De fato, as RCEs não possuem tratamento legal definido no ordenamento jurídico brasileiro, o que dificulta, inclusive o seu tratamento no campo do direito tributário. Ao tratar de tal classificação no mundo jurídico, os debates pairam em torno das hipóteses de classificação dos créditos de carbono como bens intangíveis, commodities, serviços ambientais, valores mobiliários ou títulos mobiliários. Mas ainda não há um consenso para o enquadramento das RCEs em uma categoria ou outra. De qualquer maneira, fato é que o Brasil tem, cada vez mais, ampliado sua participação no desenvolvimento de projetos sustentáveis no âmbito do MDL e na negociação de RCEs, independente da definição de seu enquadramento jurídico.
Conclusão Como se depreende da leitura do presente trabalho, constata-se que, a medida em que o planeta foi se conscientizando da necessidade de aliar desenvolvimento econômico e sustentabilidade, a comunidade internacional procurava meios de promover políticas de proteção ao meio ambiente que fossem implementadas pelo maior número possível de países. O Protocolo de Quioto, formulado no âmbito da 3ª Convenção das Partes da Convenção Quadro de Mudanças Climáticas, em 1997, buscou efetivar tal objetivo através da criação de mecanismos que incentivassem o desenvolvimento sustentável, promovessem a proteção do meio ambiente e possibilitassem aos países signatários a redução de emissão de gases de efeito estufa, sem prejudicar suas respectivas economias. Diante desta aspiração, o Protocolo estabeleceu mecanismos de flexibilização para cumprimento de metas de redução de emissões de GEE, o quais lançaram as bases para a consolidação do atual comércio internacional dos chamados créditos de carbono. Dentre os três mecanismos existentes, destaca-se o MDL (Mecanismo de Desenvolvimento Limpo), por ser o único que permite que países não listados no Anexo I da Convenção Quadro das Nações Unidas para Mudanças Climáticas participem deste mercado global.
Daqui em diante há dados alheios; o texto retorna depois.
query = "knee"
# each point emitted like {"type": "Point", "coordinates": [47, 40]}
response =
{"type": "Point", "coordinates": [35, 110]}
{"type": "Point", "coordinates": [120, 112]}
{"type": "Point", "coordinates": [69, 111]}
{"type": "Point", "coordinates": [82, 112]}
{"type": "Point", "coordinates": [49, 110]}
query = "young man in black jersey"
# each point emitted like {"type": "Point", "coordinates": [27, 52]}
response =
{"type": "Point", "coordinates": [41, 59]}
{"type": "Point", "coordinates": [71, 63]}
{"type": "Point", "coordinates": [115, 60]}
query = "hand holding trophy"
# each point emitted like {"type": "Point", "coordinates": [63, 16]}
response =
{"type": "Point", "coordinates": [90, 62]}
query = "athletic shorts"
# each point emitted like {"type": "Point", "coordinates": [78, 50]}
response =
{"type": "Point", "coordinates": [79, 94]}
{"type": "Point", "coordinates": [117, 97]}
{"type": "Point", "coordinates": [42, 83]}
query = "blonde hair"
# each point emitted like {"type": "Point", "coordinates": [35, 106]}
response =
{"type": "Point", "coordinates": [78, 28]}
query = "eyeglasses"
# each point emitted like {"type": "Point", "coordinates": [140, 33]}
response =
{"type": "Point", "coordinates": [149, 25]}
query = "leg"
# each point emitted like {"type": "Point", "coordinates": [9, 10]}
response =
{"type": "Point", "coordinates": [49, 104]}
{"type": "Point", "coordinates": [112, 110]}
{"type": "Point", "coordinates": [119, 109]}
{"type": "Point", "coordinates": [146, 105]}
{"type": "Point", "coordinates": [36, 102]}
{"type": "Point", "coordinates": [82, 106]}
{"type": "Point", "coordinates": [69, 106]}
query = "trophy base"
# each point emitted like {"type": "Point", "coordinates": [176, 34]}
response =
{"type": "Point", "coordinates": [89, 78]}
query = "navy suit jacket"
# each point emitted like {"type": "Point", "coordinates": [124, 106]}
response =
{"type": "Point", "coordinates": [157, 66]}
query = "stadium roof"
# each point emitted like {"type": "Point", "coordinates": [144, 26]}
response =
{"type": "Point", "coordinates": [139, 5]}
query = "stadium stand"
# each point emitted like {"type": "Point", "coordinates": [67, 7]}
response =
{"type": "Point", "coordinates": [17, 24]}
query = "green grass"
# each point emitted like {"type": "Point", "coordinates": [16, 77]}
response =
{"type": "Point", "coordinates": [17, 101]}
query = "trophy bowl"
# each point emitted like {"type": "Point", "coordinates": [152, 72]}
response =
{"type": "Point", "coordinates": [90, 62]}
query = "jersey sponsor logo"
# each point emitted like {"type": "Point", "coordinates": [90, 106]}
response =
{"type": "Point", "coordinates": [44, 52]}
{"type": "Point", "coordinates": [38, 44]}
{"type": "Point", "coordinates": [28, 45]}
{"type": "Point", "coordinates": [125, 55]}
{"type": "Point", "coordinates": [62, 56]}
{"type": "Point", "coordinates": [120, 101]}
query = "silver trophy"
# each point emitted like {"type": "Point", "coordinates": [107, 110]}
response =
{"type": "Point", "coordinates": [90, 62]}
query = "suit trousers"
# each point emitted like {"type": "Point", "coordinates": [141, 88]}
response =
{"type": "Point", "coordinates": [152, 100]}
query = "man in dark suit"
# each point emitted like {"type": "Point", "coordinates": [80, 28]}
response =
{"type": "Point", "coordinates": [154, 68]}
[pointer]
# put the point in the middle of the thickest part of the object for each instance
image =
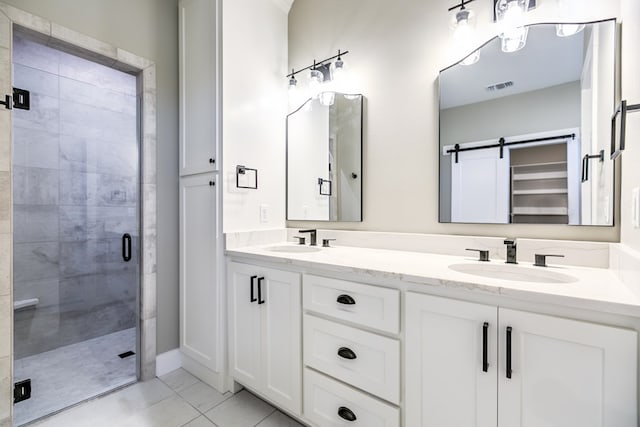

Trata-se de uma opção que países listados no Anexo I possuem para garantir o cumprimento de suas metas de redução através da aquisição RCEs oriundas de projetos sustentáveis, implementados em países em desenvolvimento (não incluídos no Anexo I). Diante desta oportunidade, muitos países obrigados a cumprir metas investem nesses projetos, inclusive transferindo tecnologia limpa que maximize o desempenho do projeto, para, ao final, adquirir os créditos de carbono produzidos. Trata-se, portanto, de uma via de mão dupla: países em desenvolvimento utilizam-se do MDL para recepcionar investimentos e promover seu desenvolvimento sustentável enquanto os países investidores garantem a aquisição de RCEs para cumprimento de suas metas de redução. Simultaneamente, todos ajudam a conter o efeito estufa no planeta.
Nada impede, no entanto, que os projetos de MDL sejam também implementados pelos países em desenvolvimento no modo “Unilateral”, ou seja, sem a participação de um dos países do Anexo I. Nesta hipótese, o autor do projeto será também o único titular das RCEs obtidas e poderá comercializá-las no mercado externo. Em decorrência de tais oportunidades negociais decorrentes dos mecanismos contidos no Protocolo de Quioto, o mundo vislumbra hoje uma verdadeira movimentação econômica e mercadológica em prol do meio ambiente e promoção do desenvolvimento sustentável. Ao menos enquanto estiver vigendo o primeiro período do compromisso do Protocolo de Quioto, cujo término está previsto para 2012, a expectativa do Brasil e demais países em desenvolvimento detentores de projetos de MDL, é a de que este mercado mantenha-se aquecido, atraindo cada vez mais interessados em comprar RCES ou investir diretamente em projetos de MDL, ampliando o volume de negócios realizados, a fim de que o país possa continuar investindo em tecnologias limpas, preparando-se para, no futuro, atingir um nível de desenvolvimento plenamente sustentável.